The CRISPR-Cas gene editing system is being used in laboratory studies to block development of antimicrobial resistance (AMR). This work was carried out by researchers at the University of Exeter and the Institute of Hydrobiology in Dresden.
Their study appears in Microbiology today. The lead author is David Walker-Sünderhauf, of the University of Exeter.
AMR is a major global threat, with nearly five million deaths annually resulting from antibiotics failing to treat infection, according to the U.S. Centers for Disease Control and Prevention.
Walker-Sünderhauf said, “Antimicrobial resistance threatens to outstrip covid in terms of the number of global deaths. We urgently need new ways to stop resistance spreading between hosts. Our technology is showing early promise to eliminate resistance in a wide range of different bacteria.”
Bacteria often develop resistance when resistance-conferring genes are transported between hosts. One way that this occurs is via plasmids—circular strands of DNA, that can spread easily between bacteria, and swiftly replicate. This process can occur in people, and in environmental settings, such as waterways.
CRISPR is usually delivered using an engineered plasmid or bacteriophage. After uptake of the CRISPR delivery tool by recipient cells, the Cas9 nuclease cleaves a DNA sequence signaled by its single guide RNA (sgRNA). This leads to chromosome cleavage and cell death, or plasmid cleavage and resensitization to antibiotics.
The authors note that, “Previous studies have used CRISPR-Cas-based technology to remove plasmids encoding AMR genes from target bacteria, using either phage- or plasmid-based delivery vehicles that typically have narrow host ranges. To make this technology feasible for removal of AMR plasmids from multiple members of complex microbial communities, an efficient, broad host-range delivery vehicle is needed.”

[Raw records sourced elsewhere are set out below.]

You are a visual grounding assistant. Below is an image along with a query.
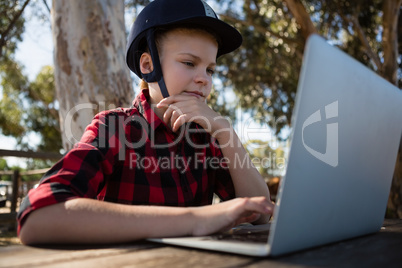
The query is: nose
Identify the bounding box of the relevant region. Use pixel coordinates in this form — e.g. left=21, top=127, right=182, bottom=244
left=194, top=70, right=211, bottom=86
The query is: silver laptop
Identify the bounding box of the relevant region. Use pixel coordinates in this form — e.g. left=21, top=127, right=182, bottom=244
left=150, top=35, right=402, bottom=256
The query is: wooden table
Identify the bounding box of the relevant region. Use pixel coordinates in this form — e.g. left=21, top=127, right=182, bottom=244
left=0, top=220, right=402, bottom=268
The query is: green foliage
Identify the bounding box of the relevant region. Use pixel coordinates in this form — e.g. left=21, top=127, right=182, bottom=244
left=217, top=0, right=402, bottom=133
left=0, top=60, right=62, bottom=152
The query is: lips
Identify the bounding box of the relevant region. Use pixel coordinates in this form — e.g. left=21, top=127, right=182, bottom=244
left=184, top=91, right=204, bottom=98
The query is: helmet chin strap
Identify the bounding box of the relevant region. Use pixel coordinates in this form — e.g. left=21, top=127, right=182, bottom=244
left=141, top=29, right=169, bottom=98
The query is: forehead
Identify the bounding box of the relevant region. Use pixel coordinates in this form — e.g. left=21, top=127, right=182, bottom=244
left=159, top=28, right=218, bottom=61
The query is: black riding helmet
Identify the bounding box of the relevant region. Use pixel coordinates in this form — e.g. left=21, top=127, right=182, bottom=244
left=126, top=0, right=242, bottom=98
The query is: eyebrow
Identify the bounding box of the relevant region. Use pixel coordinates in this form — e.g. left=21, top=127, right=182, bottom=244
left=179, top=52, right=216, bottom=66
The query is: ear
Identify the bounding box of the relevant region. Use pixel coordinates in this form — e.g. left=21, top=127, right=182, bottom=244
left=140, top=52, right=154, bottom=74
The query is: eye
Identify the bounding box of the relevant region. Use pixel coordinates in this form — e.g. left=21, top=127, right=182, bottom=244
left=182, top=61, right=194, bottom=67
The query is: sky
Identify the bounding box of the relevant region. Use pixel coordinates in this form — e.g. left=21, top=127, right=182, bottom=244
left=0, top=2, right=288, bottom=167
left=0, top=5, right=53, bottom=165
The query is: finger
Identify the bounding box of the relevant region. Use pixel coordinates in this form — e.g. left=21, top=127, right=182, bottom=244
left=156, top=94, right=198, bottom=108
left=171, top=114, right=187, bottom=132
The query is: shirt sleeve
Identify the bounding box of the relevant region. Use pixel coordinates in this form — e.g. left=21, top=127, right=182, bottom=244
left=17, top=110, right=121, bottom=232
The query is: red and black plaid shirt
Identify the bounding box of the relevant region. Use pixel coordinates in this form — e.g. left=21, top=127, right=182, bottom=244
left=18, top=90, right=235, bottom=230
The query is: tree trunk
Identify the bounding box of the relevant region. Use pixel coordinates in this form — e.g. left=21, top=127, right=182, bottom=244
left=52, top=0, right=134, bottom=151
left=381, top=0, right=402, bottom=219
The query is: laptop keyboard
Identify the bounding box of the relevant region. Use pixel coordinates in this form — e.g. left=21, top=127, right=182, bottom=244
left=212, top=230, right=269, bottom=243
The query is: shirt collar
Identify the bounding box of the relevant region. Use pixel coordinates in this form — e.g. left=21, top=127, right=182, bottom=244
left=133, top=89, right=170, bottom=130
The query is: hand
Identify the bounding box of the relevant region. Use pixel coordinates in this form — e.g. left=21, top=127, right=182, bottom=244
left=193, top=197, right=275, bottom=236
left=157, top=93, right=230, bottom=135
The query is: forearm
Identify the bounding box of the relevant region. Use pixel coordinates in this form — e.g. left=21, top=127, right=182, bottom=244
left=217, top=128, right=270, bottom=200
left=20, top=198, right=193, bottom=244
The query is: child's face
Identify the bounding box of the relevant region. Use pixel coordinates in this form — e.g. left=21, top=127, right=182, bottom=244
left=150, top=29, right=218, bottom=103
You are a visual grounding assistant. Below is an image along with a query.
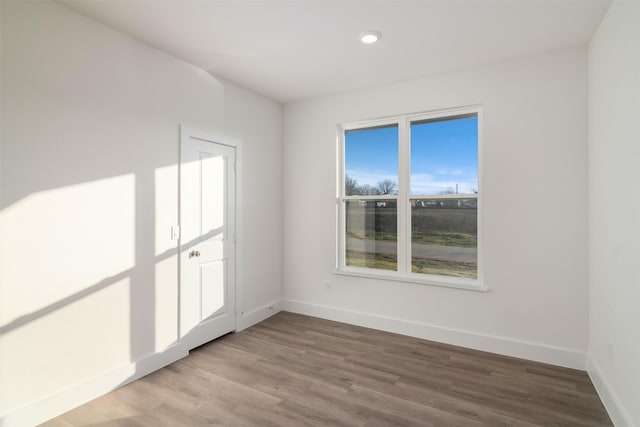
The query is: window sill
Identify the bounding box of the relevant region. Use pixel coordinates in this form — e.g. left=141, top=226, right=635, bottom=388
left=334, top=267, right=489, bottom=292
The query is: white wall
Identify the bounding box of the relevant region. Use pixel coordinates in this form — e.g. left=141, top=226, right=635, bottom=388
left=284, top=49, right=587, bottom=368
left=0, top=2, right=282, bottom=424
left=589, top=1, right=640, bottom=425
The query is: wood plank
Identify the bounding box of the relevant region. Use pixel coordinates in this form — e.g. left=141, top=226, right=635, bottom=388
left=44, top=312, right=612, bottom=427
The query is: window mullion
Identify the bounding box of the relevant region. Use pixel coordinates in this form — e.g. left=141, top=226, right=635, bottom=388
left=398, top=118, right=411, bottom=274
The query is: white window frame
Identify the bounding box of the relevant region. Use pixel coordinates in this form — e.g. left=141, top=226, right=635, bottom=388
left=335, top=105, right=487, bottom=291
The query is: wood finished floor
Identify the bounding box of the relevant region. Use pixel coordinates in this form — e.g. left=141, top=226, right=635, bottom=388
left=44, top=312, right=612, bottom=427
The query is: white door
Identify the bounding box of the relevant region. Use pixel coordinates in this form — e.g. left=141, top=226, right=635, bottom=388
left=180, top=131, right=236, bottom=349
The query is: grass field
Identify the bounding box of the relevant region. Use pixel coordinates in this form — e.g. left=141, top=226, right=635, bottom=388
left=346, top=251, right=478, bottom=279
left=347, top=231, right=478, bottom=248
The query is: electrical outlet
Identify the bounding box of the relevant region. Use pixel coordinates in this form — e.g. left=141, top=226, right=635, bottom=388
left=607, top=341, right=614, bottom=365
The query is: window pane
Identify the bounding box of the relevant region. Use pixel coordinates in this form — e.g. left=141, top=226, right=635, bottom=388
left=345, top=199, right=398, bottom=271
left=411, top=113, right=478, bottom=195
left=411, top=198, right=478, bottom=279
left=344, top=125, right=398, bottom=196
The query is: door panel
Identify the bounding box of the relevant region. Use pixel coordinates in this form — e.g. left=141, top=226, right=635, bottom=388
left=180, top=130, right=236, bottom=348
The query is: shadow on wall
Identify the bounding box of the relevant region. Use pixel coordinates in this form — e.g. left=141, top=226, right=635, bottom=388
left=0, top=160, right=220, bottom=426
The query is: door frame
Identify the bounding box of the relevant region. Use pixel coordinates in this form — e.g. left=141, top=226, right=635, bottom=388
left=177, top=125, right=243, bottom=344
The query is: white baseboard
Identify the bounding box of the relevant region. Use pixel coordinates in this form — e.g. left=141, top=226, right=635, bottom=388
left=0, top=344, right=188, bottom=427
left=587, top=355, right=634, bottom=427
left=282, top=300, right=587, bottom=370
left=236, top=300, right=282, bottom=332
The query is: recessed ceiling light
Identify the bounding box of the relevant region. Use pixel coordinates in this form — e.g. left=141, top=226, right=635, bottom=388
left=360, top=31, right=382, bottom=44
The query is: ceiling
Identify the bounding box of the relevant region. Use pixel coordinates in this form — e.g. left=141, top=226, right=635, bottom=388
left=59, top=0, right=611, bottom=102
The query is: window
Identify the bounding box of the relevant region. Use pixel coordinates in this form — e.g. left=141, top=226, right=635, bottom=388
left=338, top=107, right=484, bottom=289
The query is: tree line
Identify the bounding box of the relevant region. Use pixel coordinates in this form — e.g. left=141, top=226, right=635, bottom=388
left=344, top=175, right=398, bottom=196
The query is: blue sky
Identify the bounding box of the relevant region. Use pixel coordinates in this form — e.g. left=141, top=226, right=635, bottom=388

The Exeter team used the CRISPR-Cas gene editing system, which can target specific sequences of DNA, to engineer a plasmid that can specifically target the resistance gene for Gentamicin—a commonly used antibiotic. They engineered the broad host-range IncP1-plasmid pKJK5 (pKJK5::csg) to encode cas9 programmed to target an AMR gene.
In laboratory experiments, pKJK5::csg protected host cells from developing resistance. Furthermore, researchers found that the plasmid effectively targeted antimicrobial resistant genes in hosts to which it transferred, reversing their resistance.
The team reports that pKJK5::csg can block the uptake of AMR plasmids and remove resident plasmids from Escherichia coli. Furthermore, due to its broad host range, pKJK5::csg successfully blocked AMR plasmid uptake in a range of environmental, pig- and human-associated coliform isolates, as well as in isolates of two species of Pseudomonas.
Said Sünderhauf, “Our next step is to conduct experiments in more complex microbial communities. We hope one day it could be a way to reduce the spread of antimicrobial resistance in environments such as sewage treatment plants, which we know are breeding grounds for resistance.”